I think it’s been a half-year of a breakdown to a breakthrough for a lot of us. In Julia Baird’s Phosphorescence (a dive into awe and other things that sustain us), she speaks of Kintsugi - the Japanese art of putting broken china back together again with a ritzy lacquer that is then dusted in powdered gold to give the ornament a divine, regal veining. They also call it ‘golden repair’. You can see all the fractures clearly and that’s where the beauty lies, in the breaks.
I am so fiercely proud of what the people in my life are achieving, of the relationships my girlfriends are in with brilliant men, of the love they show, of the mistakes we’ve forgiven each other for, and of the bad things I’ve left behind.

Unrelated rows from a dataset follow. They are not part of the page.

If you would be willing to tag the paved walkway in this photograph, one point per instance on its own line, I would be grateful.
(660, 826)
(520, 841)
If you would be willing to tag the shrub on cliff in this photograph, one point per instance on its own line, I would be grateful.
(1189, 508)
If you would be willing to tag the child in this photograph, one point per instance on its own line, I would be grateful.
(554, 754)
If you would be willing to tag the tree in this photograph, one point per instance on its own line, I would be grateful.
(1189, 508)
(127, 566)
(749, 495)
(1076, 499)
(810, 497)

There were shit dates, tragic flings, small heartbreaks that weren’t big enough to be validated as real ones (thus left untreated and raw and grew infected), too many dinners, too little time for people that mattered, too much alcohol, not enough micellar water. There were spin classes after 10 hour days that should’ve been slow walks along the water’s edge, or just a book in bed. Or maybe a plate of carbohydrates and a hug instead of a meaningless hookup and a stolen hoodie. (I no longer have a lost property shelf in my wardrobe and the clearout of men’s borrowed possessions was cathartic). There were so many things that were wrong and they all had to stop in order for me to realise how intrinsically damaging they were. When I struggle to grapple with my newfound giddy feeling of things going ‘right’, I need to remind myself of the context through which this was born. I am allowed to sit in the good because I have had to trudge through the bad bits.

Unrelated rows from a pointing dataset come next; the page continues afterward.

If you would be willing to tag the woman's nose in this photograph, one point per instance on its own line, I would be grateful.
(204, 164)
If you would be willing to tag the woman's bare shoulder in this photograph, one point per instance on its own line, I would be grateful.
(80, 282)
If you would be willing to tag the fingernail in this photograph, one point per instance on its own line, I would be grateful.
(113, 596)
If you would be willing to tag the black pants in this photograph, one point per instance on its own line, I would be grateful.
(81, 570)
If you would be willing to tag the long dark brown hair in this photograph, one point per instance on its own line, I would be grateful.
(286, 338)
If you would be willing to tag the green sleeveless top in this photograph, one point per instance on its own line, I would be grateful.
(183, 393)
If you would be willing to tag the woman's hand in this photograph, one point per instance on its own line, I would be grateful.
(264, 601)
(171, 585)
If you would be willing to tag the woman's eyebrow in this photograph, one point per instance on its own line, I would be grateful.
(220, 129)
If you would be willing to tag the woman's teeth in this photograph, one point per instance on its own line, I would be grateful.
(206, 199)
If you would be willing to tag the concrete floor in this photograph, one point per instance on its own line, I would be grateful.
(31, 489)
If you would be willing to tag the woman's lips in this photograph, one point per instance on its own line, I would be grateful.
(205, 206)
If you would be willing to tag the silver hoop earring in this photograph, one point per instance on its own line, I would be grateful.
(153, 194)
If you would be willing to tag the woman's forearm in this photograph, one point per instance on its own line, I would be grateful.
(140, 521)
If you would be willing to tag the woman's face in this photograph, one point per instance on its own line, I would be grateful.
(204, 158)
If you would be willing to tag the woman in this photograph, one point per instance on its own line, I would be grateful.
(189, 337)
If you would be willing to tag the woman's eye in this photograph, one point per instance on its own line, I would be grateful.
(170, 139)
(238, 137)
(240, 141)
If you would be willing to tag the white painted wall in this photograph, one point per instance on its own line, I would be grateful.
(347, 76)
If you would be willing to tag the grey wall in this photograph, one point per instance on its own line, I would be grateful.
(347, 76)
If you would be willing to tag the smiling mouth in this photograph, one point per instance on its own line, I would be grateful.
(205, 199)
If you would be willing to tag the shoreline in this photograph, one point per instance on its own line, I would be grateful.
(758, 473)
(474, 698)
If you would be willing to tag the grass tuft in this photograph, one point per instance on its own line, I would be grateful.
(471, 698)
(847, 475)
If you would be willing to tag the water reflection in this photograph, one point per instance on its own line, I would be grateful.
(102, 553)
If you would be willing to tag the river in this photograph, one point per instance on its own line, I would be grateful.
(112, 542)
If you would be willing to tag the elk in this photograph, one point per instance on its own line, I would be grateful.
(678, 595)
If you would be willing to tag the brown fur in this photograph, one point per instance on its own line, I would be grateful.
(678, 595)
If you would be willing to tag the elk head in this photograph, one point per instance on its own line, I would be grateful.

I will savour the happy. I will nurture it, feed it, cheers to it, inhale it, rub it in deep and share it with everyone around me. I will say good morning on my walk to retrieve coffee and I will tell someone to have a good day after they scan my groceries for me. And then, eventually, when this supply of elation runs out (as it probably inevitably will), there will be some left somewhere in the stratosphere and someone else can have it for a while before it comes back to me. Like a baton of happiness that will tether us all together as we take turns and try to make sense of the things in this big, long race of life. Wouldn’t that be nice?